Danach erweist sich die Sanierungssatzung der Antragsgegnerin vom 25.09.1986 insgesamt als rechtmäßig und wirksam.

Soweit sich der Normenkontrollantrag der Antragsteller auch gegen die Sanierungssatzung vom 31.01.1985 richtet, ist er unzulässig. Die Sanierungssatzung vom 31.01.1985 ist durch die Sanierungssatzung vom 25.09.1986 ersetzt worden und ist daher kein gültiges Satzungsrecht. Wenn eine Norm während der Anhängigkeit eines zulässigen Normenkontrollantrags außer Kraft tritt oder aufgehoben wird, wird der Normenkontrollantrag zwar nicht ohne weiteres unzulässig, solange die Voraussetzung der Zulässigkeit nach § 47 Abs. 2 Satz 1 VwGO fortbesteht, daß der Antragsteller durch die Rechtsvorschrift oder deren Anwendung einen Nachteil erlitten oder in absehbarer Zeit zu erwarten hat (vgl.

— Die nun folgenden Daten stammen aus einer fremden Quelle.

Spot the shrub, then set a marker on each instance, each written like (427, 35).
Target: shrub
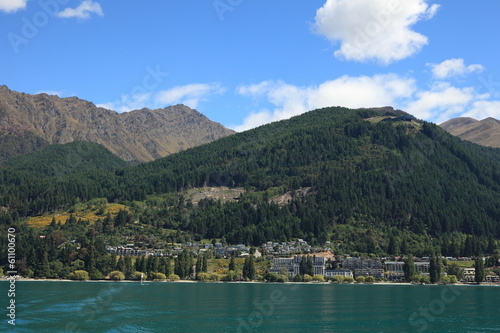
(79, 275)
(360, 279)
(117, 276)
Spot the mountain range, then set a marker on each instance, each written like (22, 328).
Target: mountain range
(485, 132)
(30, 122)
(361, 179)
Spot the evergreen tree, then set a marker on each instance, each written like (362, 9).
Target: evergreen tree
(232, 265)
(480, 273)
(204, 267)
(435, 269)
(409, 268)
(310, 266)
(120, 264)
(249, 268)
(128, 269)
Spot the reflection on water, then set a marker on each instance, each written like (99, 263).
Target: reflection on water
(240, 307)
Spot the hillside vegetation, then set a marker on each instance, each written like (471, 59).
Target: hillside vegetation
(375, 186)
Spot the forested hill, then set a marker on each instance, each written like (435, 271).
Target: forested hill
(379, 171)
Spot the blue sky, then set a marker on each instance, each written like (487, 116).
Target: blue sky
(244, 63)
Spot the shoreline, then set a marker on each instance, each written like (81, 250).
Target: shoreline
(484, 284)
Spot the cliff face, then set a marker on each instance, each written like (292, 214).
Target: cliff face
(485, 132)
(140, 135)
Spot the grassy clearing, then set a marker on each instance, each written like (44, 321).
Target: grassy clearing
(87, 212)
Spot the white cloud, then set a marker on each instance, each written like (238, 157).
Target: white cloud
(484, 109)
(189, 95)
(452, 68)
(11, 6)
(83, 11)
(353, 92)
(378, 30)
(50, 92)
(129, 102)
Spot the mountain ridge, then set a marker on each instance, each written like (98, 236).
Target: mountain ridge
(139, 135)
(485, 132)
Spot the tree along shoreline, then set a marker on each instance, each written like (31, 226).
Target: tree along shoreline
(381, 283)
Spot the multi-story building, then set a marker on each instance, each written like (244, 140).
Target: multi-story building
(395, 272)
(292, 265)
(329, 273)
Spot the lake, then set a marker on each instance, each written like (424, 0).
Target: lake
(250, 307)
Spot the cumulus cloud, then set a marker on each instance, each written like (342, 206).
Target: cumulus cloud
(11, 6)
(129, 102)
(378, 30)
(83, 11)
(190, 95)
(453, 68)
(50, 92)
(484, 109)
(354, 92)
(441, 103)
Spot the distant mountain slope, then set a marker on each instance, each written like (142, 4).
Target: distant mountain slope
(141, 135)
(65, 159)
(368, 171)
(485, 132)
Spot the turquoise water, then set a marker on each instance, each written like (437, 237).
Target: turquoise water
(223, 307)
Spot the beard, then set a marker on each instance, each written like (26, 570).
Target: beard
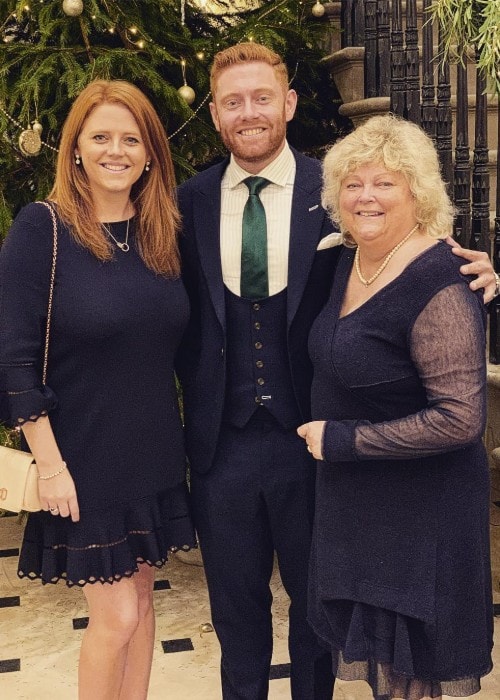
(263, 151)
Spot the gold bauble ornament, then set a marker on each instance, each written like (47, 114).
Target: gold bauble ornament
(187, 93)
(30, 142)
(73, 8)
(318, 9)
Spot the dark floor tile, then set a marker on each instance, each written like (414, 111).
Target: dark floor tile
(10, 602)
(8, 665)
(172, 645)
(279, 671)
(162, 586)
(80, 623)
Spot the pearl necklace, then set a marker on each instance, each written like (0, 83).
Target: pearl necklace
(122, 246)
(385, 261)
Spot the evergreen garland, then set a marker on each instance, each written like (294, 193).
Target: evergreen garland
(47, 57)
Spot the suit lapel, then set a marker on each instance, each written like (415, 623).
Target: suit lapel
(207, 217)
(306, 225)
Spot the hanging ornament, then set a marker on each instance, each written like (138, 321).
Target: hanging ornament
(187, 93)
(30, 141)
(73, 8)
(318, 9)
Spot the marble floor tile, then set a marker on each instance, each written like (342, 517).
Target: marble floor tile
(41, 629)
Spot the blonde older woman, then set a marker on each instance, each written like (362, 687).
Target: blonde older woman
(400, 585)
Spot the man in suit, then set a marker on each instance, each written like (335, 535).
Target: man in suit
(246, 374)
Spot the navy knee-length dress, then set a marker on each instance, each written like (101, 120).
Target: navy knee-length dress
(110, 396)
(400, 584)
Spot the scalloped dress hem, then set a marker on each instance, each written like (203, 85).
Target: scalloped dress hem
(107, 544)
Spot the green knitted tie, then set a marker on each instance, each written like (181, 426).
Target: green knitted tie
(254, 279)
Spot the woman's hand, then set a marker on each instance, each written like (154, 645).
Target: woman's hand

BVerwG, Beschluß vom 02.09.1983 - 4 N 1.83 -, BVerwGE 68, 12 ff.; OVG Bremen, Urteil vom 02.02.1988 - 1 N 1/87 -, NVwZ-RR 1989, 157 (158); OVG Saarland, Beschluß vom 08.03.1985 - 2 N 3/84 -, AS Rheinland-Pfalz 19, 290 (insofern nur Leitsatz)). Das ist hier aber nicht der Fall. Die Sanierungssatzung vom 25.09.1986 ist infolge ihres rückwirkenden Inkrafttretens zum 18.03.1985 auch Rechtsgrundlage für eventuelle Einzelmaßnahmen geworden, die ursprünglich auf der Grundlage der Sanierungssatzung vom 31.01.1985 ergangen sein könnten (vgl. BVerwG, Urteil vom 05.12.1986 - 4 C 31.85 -, BRS 46 Nr. 13; vgl. auch VGH Mannheim, Urteil vom 11.02.1988 - 2 S 657/86 -, NVwZ-RR 1989, 445 (446); Gaentzsch, in: Schlichter/Stich, Berliner Kommentar zum BauGB, § 215 Rdnr. 19). Es bleibt insoweit lediglich eine zeitliche Differenz von 2 Tagen. Daß aufgrund der Geltung oder des Rechtsscheins der Geltung der Sanierungssatzung vom 31.01.1985 während dieses kurzen Zeitraums Nachteile für die Antragsteller entstanden oder noch zu erwarten wären, ist nicht vorgetragen und auch nicht ersichtlich.